3a: ¹H NMR (300.13 MHz, CDCl₃), δ: 1.34 (d, J = 6.5 Hz, 3H, (H¹⁰)), 1.56 (s, 3H, (H⁷)), 1.58 (s, 3H, (H¹)), 1.74–2.30 (m, 4H, (H⁴ ,H⁵)), 2.34 (br.s. 1H, OH), 2.96 (d, J = 13.6 Hz, 1H, (H⁸)), 3.10 (d, J = 13.6 Hz, 1H (H⁸)), 3.62–3.72 (m, 1H, (H⁹)), 7.28–7.32 (m, 5H, (H^{o−, m−. p−})). ¹³C NMR (75.48 MHz, CDCl₃), δ: 19.5 (C¹), 19.6(C¹⁰), 20.7(C⁷), 21.6(C⁴), 31.4(C⁵), 36.8(C⁸), 47.8(C³), 69.4(C⁹), 108.9(C⁶), 114.2(C²), 126.6(C^p−), 128.2(C^m−), 130.9(C^o−), 138.2(Cⁱ⁻).

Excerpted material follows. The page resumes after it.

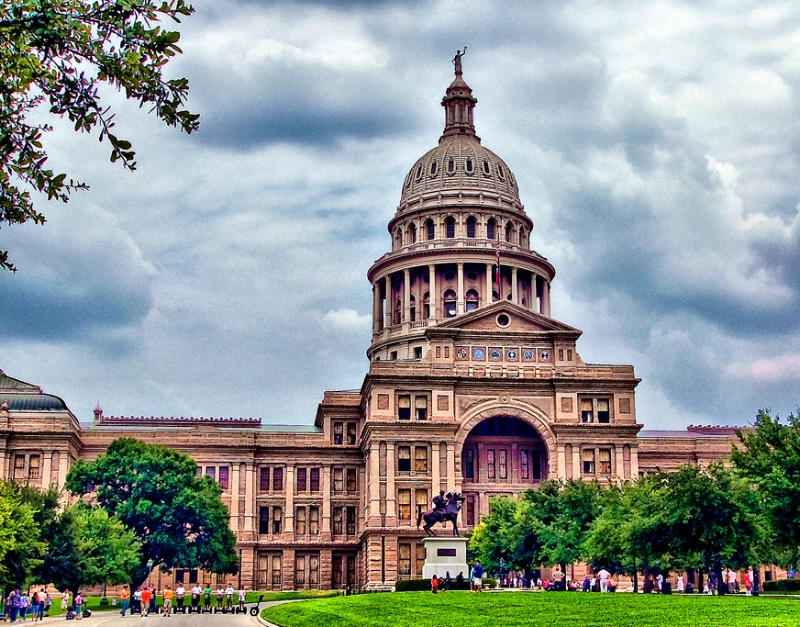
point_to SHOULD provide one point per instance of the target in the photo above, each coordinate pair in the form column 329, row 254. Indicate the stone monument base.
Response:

3a:¹H NMR (300.13 MHz, CDCl₃), δ: 1.26 (d, J = 6.5 Hz, 3H (H¹⁰)), 1.28–1.38 (m, 1H, (H⁴)), 1.53 (s, 3H, (H⁷)), 1.70 (s, 3H, (H¹)), 1.74–2.30 (m, 3H, (H⁴,H⁵)), 2.33 (br.s. 1H, OH), 2.71 (d, J = 13.6 Hz, 1H, (H⁸)), 3.05 (d, J = 13.6 Hz, 1H, (H⁸)), 3.88–3.97 (m, 1H, (H⁹)), 7.28–7.32 (m, 5H, (H^{o−, m−. p−})).¹³C NMR (75.48 MHz, CDCl₃), δ: 19.7(C¹), 20.9(C⁷), 21.1(C¹⁰), 24.8(C⁴), 32.8(C⁵), 40.4(C⁸), 46.8(C³), 71.0(C⁹), 108.6(C⁶), 113.4(C²), 126.5(C^p−), 128.1(C^m−), 131.1(C^o−), 137.6(Cⁱ⁻).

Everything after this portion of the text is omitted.